Le vice-président américain JD Vance et le secrétaire d'État Marco Rubio organiseront une réunion avec les ministres des Affaires étrangères du Danemark et du Groenland à la Maison Blanche mercredi, alors que les inquiétudes grandissent quant à la volonté de Donald Trump de prendre le contrôle de l'île arctique.
Le ministre danois des affaires étrangères, Lars Lokke Rasmussen, a déclaré à la presse que son homologue groenlandais, Vivian Motzfeldt, et lui-même avaient demandé à rencontrer M. Rubio après que le président américain eut intensifié ses menaces d'annexer le territoire danois autonome.
"La raison pour laquelle nous avons demandé la réunion qui nous a été accordée était de déplacer toute cette discussion [...] dans une salle de réunion où nous pourrions nous regarder dans les yeux et parler de ces choses", a déclaré Lars Lokke Rasmussen à Copenhague mardi matin.
Les tensions sont montées en flèche entre Washington, le Danemark et le Groenland ce mois-ci, alors que Donald Trump et son administration continuent d'insister sur la question.
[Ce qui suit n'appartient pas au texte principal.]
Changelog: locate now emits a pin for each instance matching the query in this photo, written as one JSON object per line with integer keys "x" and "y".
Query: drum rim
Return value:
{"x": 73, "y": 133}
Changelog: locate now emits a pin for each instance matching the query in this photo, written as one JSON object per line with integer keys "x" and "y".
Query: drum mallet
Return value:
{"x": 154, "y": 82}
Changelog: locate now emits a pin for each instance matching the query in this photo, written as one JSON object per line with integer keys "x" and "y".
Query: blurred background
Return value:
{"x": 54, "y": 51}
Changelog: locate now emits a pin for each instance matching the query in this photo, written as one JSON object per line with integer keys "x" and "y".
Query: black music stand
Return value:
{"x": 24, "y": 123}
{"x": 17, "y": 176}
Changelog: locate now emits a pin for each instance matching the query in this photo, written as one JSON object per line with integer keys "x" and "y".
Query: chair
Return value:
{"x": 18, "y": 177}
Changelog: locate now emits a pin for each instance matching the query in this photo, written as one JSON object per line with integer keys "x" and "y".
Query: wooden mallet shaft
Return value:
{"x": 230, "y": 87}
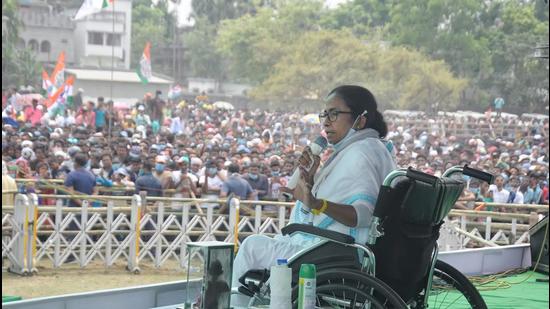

Le président américain a refusé à plusieurs reprises d'exclure le recours à la force militaire pour prendre l'île.
Cependant, Donald Trump a répété la semaine dernière qu'il souhaitait conclure un accord pour acquérir le Groenland, et qu'il s'emparerait du territoire arctique "d'une manière ou d'une autre".
S'adressant aux journalistes sur Air Force One dimanche, le président américain a réitéré son argument selon lequel les États-Unis doivent "prendre le Groenland", affirmant qu'autrement, la Russie ou la Chine le feraient.
La Première ministre danoise, Mette Frederiksen, a prévenu qu'une prise de contrôle du Groenland par les États-Unis marquerait la fin de l'OTAN.
Vendredi, le premier ministre du Groenland, Jens-Frederik Nielsen, et les autres dirigeants politiques de l'île ont publié une déclaration commune réaffirmant que l'avenir du Groenland devait être décidé par son peuple et soulignant leur "souhait que le mépris des États-Unis pour [leur] pays prenne fin".
L'OTAN et le gouvernement du Groenland ont annoncé lundi leur intention de renforcer la défense du territoire semi-autonome.
"Notre sécurité et notre défense appartiennent à l'OTAN. C'est une position fondamentale et ferme", a déclaré Jens-Frederik Nielsen dans un message publié sur les réseaux sociaux.
L'ancienne ministre danoise et commissaire européenne Margrethe Vestager a déclaré à Euronews mardi qu'une intervention américaine au Groenland représentait "la menace la plus existentielle pour l'OTAN" de son histoire.
Voyage américain au Danemark
Parallèlement, une délégation bipartisane du Congrès américain se rendra à Copenhague dans le courant de la semaine pour tenter de faire baisser la pression entre les États-Unis et le Danemark.
Le sénateur démocrate Chris Coons conduira le voyage d'au moins neuf membres du Congrès à Copenhague vendredi et samedi, selon un assistant du Congrès.
"Nous comprenons la valeur du partenariat que nous entretenons depuis longtemps avec eux, et nous ne cherchons en aucun cas à interférer dans leurs discussions internes sur le statut du Groenland", a déclaré Chris Coons.
Le Groenland, qui compte environ 57 000 habitants, est un vaste territoire doté d'importantes ressources minérales, pour la plupart inexploitées, et considéré comme stratégiquement situé.
Colonie danoise jusqu'en 1953, le l'île arctique a obtenu son autonomie 26 ans plus tard. Si l'île avance peu à peu vers l'autodétermination, les sondages indiquent que la grande majorité des Groenlandais ne veulent pas que leur territoire soit annexé par les États-Unis.